Вошли мы с Зиной в комнату. Познакомила она меня с ними. Сели мы. Старушка Пелагея Никитична, Сашкина мать, на стол собирает, а дочка ее, Наташа, помогает.
«Садись, Сережа, — говорит Зинин свекор Петр Филатович, — перекусим чем бог послал. С дороги-то небось проголодался».
Сели мы к столу — о главном не говорим. То да се — о пустяках всяких. Пелагея Никитична расставляет тарелки, ложки, плошки, а сама нет-нет да и проведет фартуком по глазам.
Поговорили мы о разных мелочах, потом достает Петр Филатович из буфета бутылку водки.
«Ну что ж, говорит, отметим по русскому обычаю возвращение солдата».
Разлил он всем, взял рюмку, поднялся. И мы все встали.
«Выпьем, — говорит Петр Филатович, — за победу над Гитлером проклятым, за гостя нашего дорогого и за все такое хорошее…»
Пелагея Никитична на Сашин портрет смотрит, и рюмка у нее в руке трясется, вот-вот упадет.
Ворохнул старик на нее глазом — отвернулась она от стены.

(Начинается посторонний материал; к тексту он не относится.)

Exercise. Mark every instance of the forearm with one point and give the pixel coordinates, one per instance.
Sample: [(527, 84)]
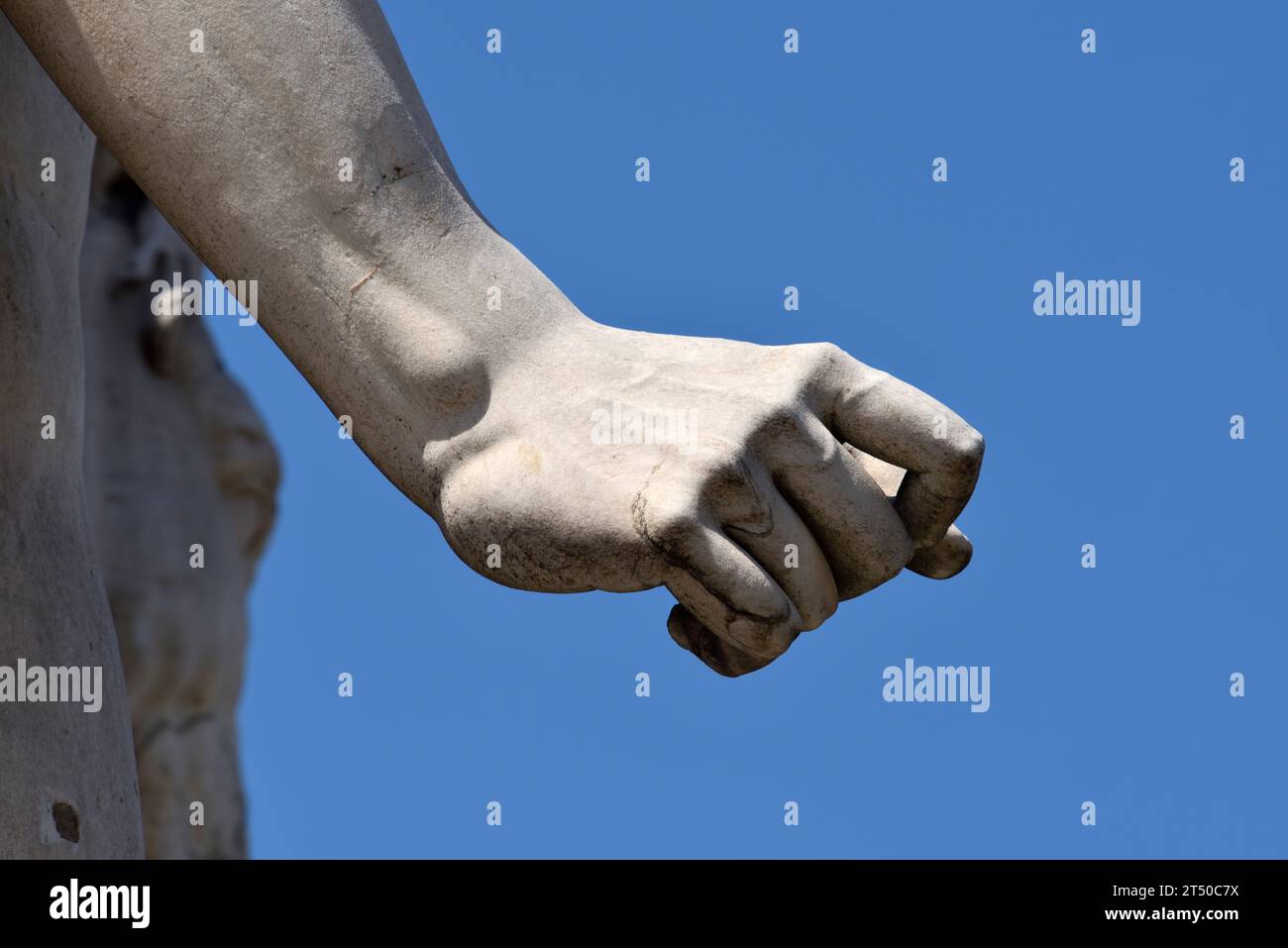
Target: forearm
[(243, 149)]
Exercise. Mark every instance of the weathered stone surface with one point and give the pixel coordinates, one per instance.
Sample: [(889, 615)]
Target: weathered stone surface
[(67, 777), (175, 455)]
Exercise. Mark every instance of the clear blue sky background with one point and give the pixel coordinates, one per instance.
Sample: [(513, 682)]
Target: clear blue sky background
[(815, 170)]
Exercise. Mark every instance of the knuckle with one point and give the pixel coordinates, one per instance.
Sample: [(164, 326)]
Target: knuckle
[(966, 451)]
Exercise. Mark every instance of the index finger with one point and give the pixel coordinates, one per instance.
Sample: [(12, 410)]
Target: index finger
[(892, 420)]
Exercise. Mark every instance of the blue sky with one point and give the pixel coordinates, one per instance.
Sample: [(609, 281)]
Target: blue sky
[(814, 170)]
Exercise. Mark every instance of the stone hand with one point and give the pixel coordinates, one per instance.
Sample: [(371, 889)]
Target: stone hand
[(750, 480)]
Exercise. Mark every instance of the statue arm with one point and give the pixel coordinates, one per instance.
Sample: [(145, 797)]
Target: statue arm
[(557, 454)]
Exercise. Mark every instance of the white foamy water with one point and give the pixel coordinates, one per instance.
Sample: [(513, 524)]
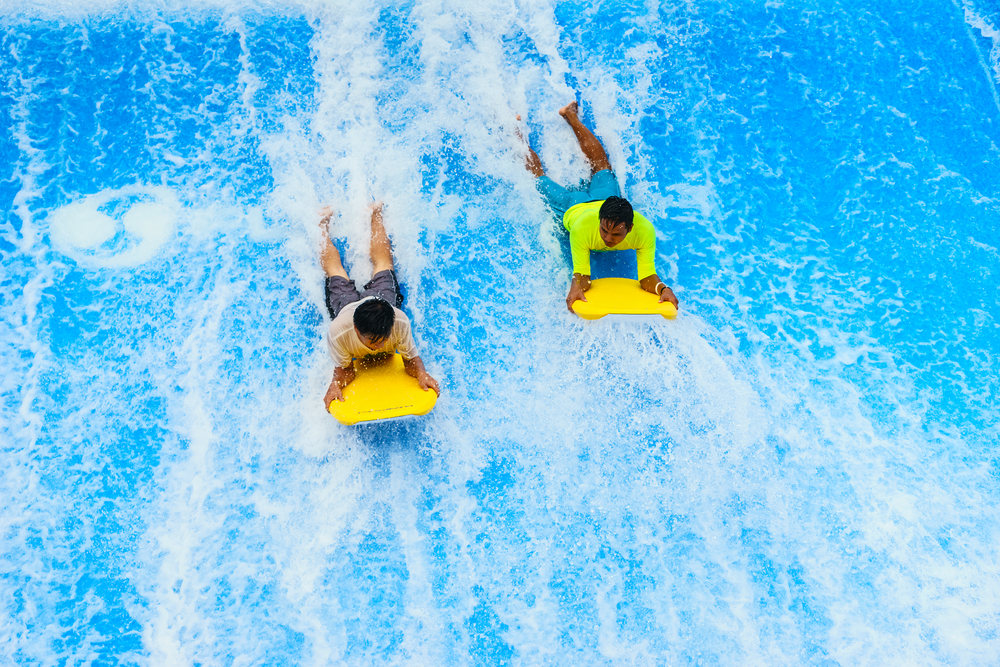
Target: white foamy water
[(798, 470)]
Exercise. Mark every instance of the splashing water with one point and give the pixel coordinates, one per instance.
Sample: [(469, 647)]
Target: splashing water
[(801, 469)]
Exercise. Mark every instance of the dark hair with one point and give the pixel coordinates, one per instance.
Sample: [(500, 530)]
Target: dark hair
[(374, 319), (617, 210)]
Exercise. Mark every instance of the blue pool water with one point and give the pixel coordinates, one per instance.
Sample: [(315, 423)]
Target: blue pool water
[(802, 469)]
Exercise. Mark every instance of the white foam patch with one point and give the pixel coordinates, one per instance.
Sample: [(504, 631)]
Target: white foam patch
[(145, 219)]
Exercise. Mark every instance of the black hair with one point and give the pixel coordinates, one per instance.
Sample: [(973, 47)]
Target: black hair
[(617, 210), (374, 319)]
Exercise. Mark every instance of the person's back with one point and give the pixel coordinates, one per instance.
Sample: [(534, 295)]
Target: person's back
[(370, 321), (598, 218)]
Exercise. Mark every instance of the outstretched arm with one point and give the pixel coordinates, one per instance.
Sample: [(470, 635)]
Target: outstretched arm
[(415, 368), (580, 284), (341, 378), (659, 288)]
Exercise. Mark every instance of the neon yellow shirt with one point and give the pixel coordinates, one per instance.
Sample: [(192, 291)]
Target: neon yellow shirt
[(584, 226)]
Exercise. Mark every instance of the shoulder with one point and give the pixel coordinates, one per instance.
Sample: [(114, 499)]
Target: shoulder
[(639, 221), (401, 319), (343, 323)]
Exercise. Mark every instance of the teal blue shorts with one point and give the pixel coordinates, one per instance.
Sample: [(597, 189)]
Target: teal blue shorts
[(602, 185)]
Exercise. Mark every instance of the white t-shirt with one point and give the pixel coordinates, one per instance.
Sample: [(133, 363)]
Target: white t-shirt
[(345, 344)]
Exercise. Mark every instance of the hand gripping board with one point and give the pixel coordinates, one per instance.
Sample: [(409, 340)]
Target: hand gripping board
[(621, 296), (382, 390)]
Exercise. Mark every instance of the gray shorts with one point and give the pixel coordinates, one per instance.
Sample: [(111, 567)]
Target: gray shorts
[(340, 291)]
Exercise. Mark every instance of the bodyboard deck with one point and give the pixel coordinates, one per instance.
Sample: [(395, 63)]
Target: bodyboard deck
[(382, 390), (621, 296)]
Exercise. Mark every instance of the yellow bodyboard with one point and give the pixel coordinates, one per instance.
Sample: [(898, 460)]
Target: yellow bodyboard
[(382, 390), (621, 296)]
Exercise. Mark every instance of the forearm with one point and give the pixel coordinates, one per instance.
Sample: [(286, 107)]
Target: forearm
[(343, 376), (652, 283), (414, 367)]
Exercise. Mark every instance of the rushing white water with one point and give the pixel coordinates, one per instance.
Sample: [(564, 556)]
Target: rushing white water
[(801, 469)]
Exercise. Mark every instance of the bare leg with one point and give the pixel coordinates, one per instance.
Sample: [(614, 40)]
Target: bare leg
[(589, 144), (531, 161), (381, 247), (329, 257)]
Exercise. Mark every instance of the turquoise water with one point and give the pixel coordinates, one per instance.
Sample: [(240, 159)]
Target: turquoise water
[(802, 469)]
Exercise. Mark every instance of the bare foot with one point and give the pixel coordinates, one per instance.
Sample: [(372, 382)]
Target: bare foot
[(571, 109), (531, 160)]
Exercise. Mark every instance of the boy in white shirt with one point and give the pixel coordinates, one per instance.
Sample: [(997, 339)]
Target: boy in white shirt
[(370, 321)]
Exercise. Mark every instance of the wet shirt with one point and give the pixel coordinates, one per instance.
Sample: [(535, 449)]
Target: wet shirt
[(345, 344), (584, 226)]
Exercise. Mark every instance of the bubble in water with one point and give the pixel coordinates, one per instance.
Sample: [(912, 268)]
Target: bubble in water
[(116, 228)]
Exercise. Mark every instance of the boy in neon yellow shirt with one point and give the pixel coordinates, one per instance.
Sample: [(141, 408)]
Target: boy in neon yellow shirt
[(599, 219)]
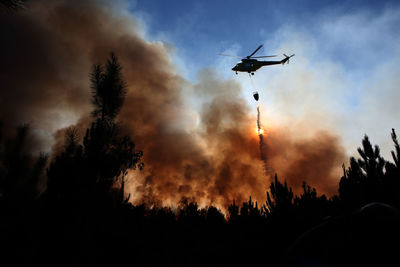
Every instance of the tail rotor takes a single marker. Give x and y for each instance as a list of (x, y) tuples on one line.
[(287, 58)]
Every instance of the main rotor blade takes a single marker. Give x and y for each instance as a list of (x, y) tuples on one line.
[(264, 56), (229, 55), (255, 51)]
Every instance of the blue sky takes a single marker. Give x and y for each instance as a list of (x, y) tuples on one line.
[(345, 74), (202, 29)]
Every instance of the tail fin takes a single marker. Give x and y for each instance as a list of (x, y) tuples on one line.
[(286, 59)]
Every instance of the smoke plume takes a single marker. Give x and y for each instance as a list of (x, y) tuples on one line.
[(198, 138)]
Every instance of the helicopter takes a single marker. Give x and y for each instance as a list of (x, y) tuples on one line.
[(250, 64)]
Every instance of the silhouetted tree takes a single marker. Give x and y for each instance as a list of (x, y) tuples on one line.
[(280, 199), (93, 170), (362, 182), (108, 89)]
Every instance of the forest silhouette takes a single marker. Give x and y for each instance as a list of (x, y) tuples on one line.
[(72, 209)]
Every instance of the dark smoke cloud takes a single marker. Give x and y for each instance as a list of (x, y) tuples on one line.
[(209, 152)]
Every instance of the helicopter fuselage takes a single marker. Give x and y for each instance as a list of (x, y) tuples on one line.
[(251, 65)]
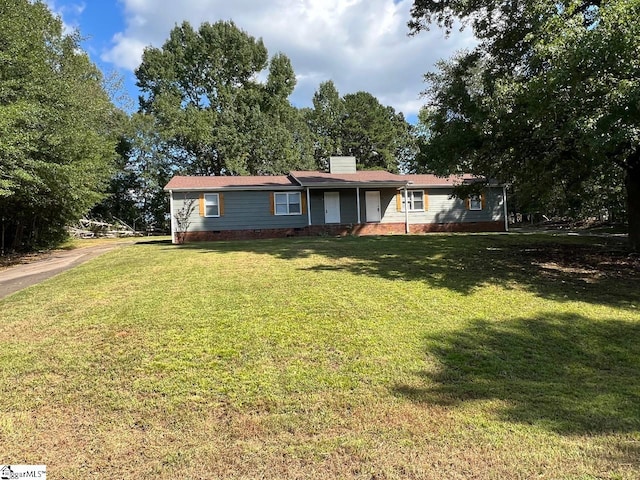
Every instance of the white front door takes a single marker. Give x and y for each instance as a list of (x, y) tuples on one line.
[(331, 207), (372, 201)]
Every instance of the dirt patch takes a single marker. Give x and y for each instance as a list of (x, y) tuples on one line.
[(589, 261)]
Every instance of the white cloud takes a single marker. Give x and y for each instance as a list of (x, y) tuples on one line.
[(68, 15), (359, 44)]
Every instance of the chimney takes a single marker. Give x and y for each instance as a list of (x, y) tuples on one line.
[(342, 164)]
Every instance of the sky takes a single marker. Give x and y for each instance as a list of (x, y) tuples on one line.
[(361, 45)]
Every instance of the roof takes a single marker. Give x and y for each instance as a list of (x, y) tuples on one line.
[(299, 179), (322, 179), (428, 180), (231, 182)]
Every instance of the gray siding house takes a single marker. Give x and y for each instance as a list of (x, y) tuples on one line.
[(341, 202)]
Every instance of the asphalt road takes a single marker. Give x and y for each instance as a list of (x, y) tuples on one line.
[(21, 276)]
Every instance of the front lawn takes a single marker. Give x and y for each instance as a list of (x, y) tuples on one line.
[(426, 357)]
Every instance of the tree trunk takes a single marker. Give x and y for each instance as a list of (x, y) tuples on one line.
[(633, 201)]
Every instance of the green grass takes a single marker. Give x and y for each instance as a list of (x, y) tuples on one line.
[(439, 356)]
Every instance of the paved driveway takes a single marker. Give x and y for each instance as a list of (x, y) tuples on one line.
[(22, 276)]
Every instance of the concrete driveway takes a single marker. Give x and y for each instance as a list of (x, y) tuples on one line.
[(22, 276)]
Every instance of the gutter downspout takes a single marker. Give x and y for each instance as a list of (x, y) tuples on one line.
[(506, 213), (173, 229), (308, 208), (406, 209)]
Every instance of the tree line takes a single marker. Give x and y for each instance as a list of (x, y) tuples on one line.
[(548, 102)]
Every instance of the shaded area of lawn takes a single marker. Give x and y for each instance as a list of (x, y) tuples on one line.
[(562, 372), (594, 270)]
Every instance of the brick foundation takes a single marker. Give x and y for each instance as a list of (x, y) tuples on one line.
[(344, 230)]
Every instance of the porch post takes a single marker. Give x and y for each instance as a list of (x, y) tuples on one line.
[(308, 208), (172, 219), (406, 209), (506, 212)]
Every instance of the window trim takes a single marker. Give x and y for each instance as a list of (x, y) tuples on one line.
[(410, 195), (477, 200), (288, 204), (208, 204)]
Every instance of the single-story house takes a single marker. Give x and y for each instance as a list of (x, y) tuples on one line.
[(341, 202)]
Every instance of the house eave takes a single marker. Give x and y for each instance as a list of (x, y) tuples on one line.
[(269, 188)]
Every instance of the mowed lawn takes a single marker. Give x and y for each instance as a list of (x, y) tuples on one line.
[(406, 357)]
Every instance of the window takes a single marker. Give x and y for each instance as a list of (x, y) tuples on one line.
[(288, 203), (415, 201), (211, 205), (475, 202)]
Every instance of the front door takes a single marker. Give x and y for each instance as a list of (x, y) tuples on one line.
[(372, 201), (331, 207)]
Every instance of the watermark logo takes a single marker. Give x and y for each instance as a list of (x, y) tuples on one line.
[(11, 472)]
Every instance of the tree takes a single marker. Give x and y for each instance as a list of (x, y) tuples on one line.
[(57, 127), (359, 125), (325, 122), (548, 100), (376, 135), (135, 194), (202, 88)]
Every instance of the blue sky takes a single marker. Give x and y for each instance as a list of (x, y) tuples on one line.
[(362, 45)]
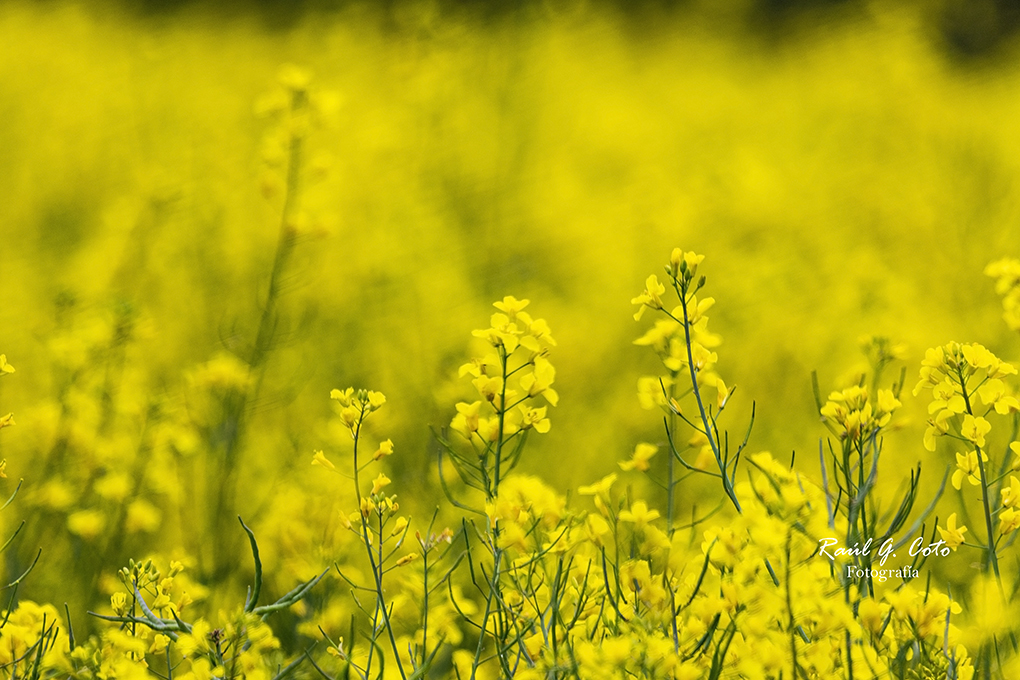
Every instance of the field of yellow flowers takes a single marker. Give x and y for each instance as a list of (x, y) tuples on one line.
[(557, 343)]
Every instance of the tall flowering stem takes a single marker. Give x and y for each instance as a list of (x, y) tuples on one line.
[(509, 379), (682, 343), (963, 377)]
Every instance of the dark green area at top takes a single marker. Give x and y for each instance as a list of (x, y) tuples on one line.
[(966, 30)]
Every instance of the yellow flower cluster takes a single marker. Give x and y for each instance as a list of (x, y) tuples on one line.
[(959, 375)]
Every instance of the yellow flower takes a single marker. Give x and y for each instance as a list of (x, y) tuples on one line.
[(974, 428), (952, 534), (967, 468), (379, 483), (399, 526), (651, 298), (639, 460), (534, 418), (1011, 495), (386, 449), (159, 643)]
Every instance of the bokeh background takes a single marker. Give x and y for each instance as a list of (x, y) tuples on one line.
[(847, 168)]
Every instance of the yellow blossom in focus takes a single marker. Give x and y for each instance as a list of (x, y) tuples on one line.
[(380, 482), (952, 534), (974, 428), (386, 449)]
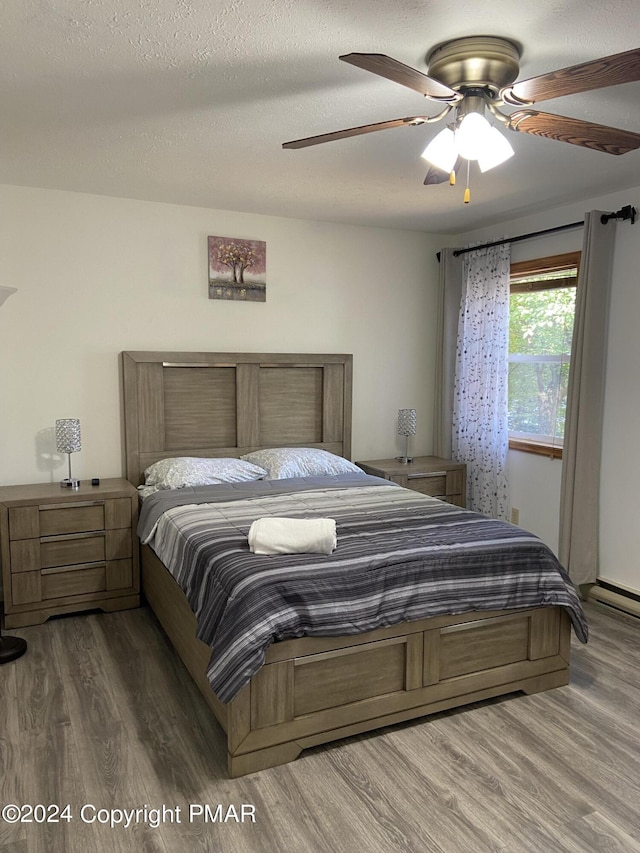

«Ну, выпьем», — говорит свекор.
Выпили, закусили, опять молчим. Петр Филатович по второй разливает.
«А теперь, говорит, выпьем за сына моего, за Сашку… — Дрогнул у него голос, и водка из рюмки на стол пролилась, — …и за всех, которые… головушки свои по фронтам сложили… чтобы мы, значит, с вами могли…»
Пелагея Никитична лицо фартуком закрыла — и в кухню. А тут, как на грех, Соня с улицы в квартиру вошла. Увидела меня — как закричит:
«Папа, папочка! Бабушка, смотри, папа приехал!»
Сестра Сашкина, Наташа, Сонечку в охапку — и на лестницу. А Петр Филатович — ох, крепкий мужик был! — отер слезу и медленно-медленно выпил за свое горе.
Ну, мне, конечно, никакая водка в горло не идет. Повернулся к Зине, а она на портрет смотрит, и слезы у нее тоже в три ручья по щекам бегут.
Помолчал немного Петр Филатович, а потом говорит мне:
«Ты, Сергей Степанович, не казни себя. Понимаю, что тяжело тебе сейчас, но виноватых здесь нету. Ты сам солдат, и по орденам твоим вижу — головой своей не один раз рисковал. А то, что живой остался, в этом твоей вины нету. Саньку моего, конечно, не воротить, ну а если уж любится вам с Зиной, так уж и любитесь и живите. Как говорится, бог вам в помощь!»
Налил он еще по одной.
«Мы, говорит, тебя, Сережа, знаем, нам про тебя и Саша писал, и Зина рассказывала. Человек ты, видно, хороший и Соне будешь отцом исправным, потому как Саше ты был друг и… все такое прочее».
Отвернулся он и, чтобы виду не показывать, что трудно ему, зовет Пелагею Никитичну:
«Мать, а мать? Ну-ка иди, выпей с нами по последней».
Подал ей рюмку и говорит нам с Зиной:
«За вашу удачную в дальнейшем жизнь…»
И почему-то горько-прегорько мне стало. Вспомнил я, как Саша Антонов меня из-под немецких мотоциклов на своем самолете вывез, и отскочила у меня внутри какая-то пружина. Смотрю я на Пелагею Никитичну и Петра Филатовича и думаю: «Милые вы мои, дорогие люди! И что же вы меня казните так большим своим русским сердцем? Да ведь вас обоих в золотую раму надо и заместо святых икон в красном углу поместить. Чтобы шапки перед вами люди снимали, чтобы молились на вас…»
Выпили мы по последней, закусили.
«Ну, мне по делам надо, — встает Петр Филатович из-за стола. — Раньше чем к обеду не ждите».
«Подожди, отец, — засуетилась Пелагея Никитична, — пойду-ка я вместе с тобой до рынка».
И ушли они, чтобы нас вдвоем оставить.
Сидим мы с Зинаидой Ивановной друг против друга, молчим. А капитан Антонов строго на нас со стены смотрит, хмурится.
«Ну, — думаю, — решать надо. Или так, или не так». Встал я, подошел к Зине, взял ее за руку. А она вся задрожала, головой затрясла:
«Не надо, не надо…»
«Вот что, — говорю я ей, — чтобы не думали ничего такого… Одевайся, и пошли в загс. И Соню сегодня же на мое имя перепишем».
В тот же день мы с ней все и оформили. А через неделю увез я ее вместе с дочкой на Дальний Восток.